Aim:
Identify sequence variants using the outputs from the NextFlow: ONTprocessing pipeline. Generated minimap2 alignments are processed using https://github.com/kishwarshafin/pepper to identify highly reliable sequence variants (i.e., SNPs).
...
Preparing a samplesheet.csv file
The nextflow ‘eresearch/deepvariant’ pipeline requires a sample metadata file that specifies: sample ID, BAM alignment, BAI index, and genome reference. For example:
Code Block |
---|
sampleid,sample_files,sample_files_index,reference
NC483,/ontprocessing/NC483/run1/results/samtools/NC483_aln.sorted.bam,/ontprocessing/NC483/run1/results/samtools/NC483_aln.sorted.bam.bai,/data/ref/NC483_NC001477_reference_sequence.fasta |
Use the following script (i.e., called run_create_deepvariant_index.sh
) to generate the index file.
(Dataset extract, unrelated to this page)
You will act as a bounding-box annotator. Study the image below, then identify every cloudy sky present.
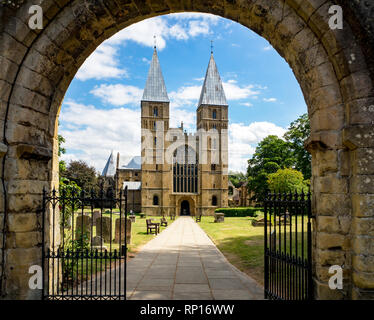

Note: modify the sample ID and reference sequence location as appropriate.
Code Block |
---|
#/bin/bash
#eResearch,QUT
#Usage: ./run_create_deepvariant_index.sh
########################################################################################
SAMPLEID='NC483'
BAM=`readlink -f ./results/samtools/*.bam`
BAI=`readlink -f ./results/samtools/*.bam.bai`
REF='/mnt/work/phylo/OxfordNanopore/NC483_NC001477_reference_sequence.fasta'
########################################################################################
#header for index file
echo "sampleid,sample_files,sample_files_index,reference" > header
#create sample metadata
awk -v sampleid2="$SAMPLEID" -v bam2="$BAM" -v bai2="$BAI" -v ref2="$REF" '{print sampleid2 "," bam2 "," bai2 "," ref2}' header > index_deepvariant
#merge header and location of files
cat header index_deepvariant > index_deepvariant.csv
#remove intermediate files
rm header index_deepvariant |
Run the above script from the “ONTprocessing” pipeline.within the ‘ONTprocessing’ folder for the sample of interest, just outside the ‘results’ and ‘work’ folders. Once all the variables have been adjusted, run the following command:
Code Block |
---|
./run_create_deepvariant_index.sh . |
Check that the index file has been properly generated.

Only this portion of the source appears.